With the addition of lambda expressions in Visual Studio 2008, Visual Basic developers now can feel as compact as C# developers. This new feature, specifically added to support LINQ in Visual Basic, makes it possible to call methods like List.FindAll without creating a separate delegate instance callback function. The syntax may be a bit funky, but it works much like C#'s anonymous delegates. In Visual Basic 2008, in situations in which you might have used the AddressOf keyword, you can now use the Function keyword, specifying the actual function body inline. (The limitation here is that the syntax doesn't support the return keyword—the assumption is that the expression you supply after the Function keyword returns the required value—and there's no way to create a lamdba expression that doesn't return a value.)

Revisiting the previous example, you could reduce the code in Visual Basic 2008 by removing the IsSmall method, and rewriting the call to the FindAll method like this:

[Visual Basic] Dim subList As List(Of FileInfo) = _ fileList.FindAll( _ Function(ByVal file As FileInfo) _ file.Length < 500)

Remember, the point of the delegate instance is to accept a FileInfo object, and if its size is less than 500, return True.

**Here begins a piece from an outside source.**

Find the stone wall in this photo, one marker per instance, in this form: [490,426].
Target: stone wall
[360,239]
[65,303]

That's exactly what this "anonymous delegate" does—it defines an inline function that accepts a FileInfo object, and returns the value of the expression that makes up the body of the function/lambda expression.

Lambda expressions are, as I mentioned, somewhat limited, and although they're really intended to be used as part of queries in LINQ, they sure do help clean up simple operations like this. Will they handle every situation in which a C# developer might use an anonymous delegate? Not really. But they're a step in the right direction.

If you find yourself tackling repetitive tasks the hard way, think of my poor neighbor, typing address after address each quarter, sliding each envelope into the inkjet printer individually. If you've got the tools to speed up your work, use them. In this case, lambda expressions in Visual Basic 2008 solve some specific, but bothersome, programming challenges.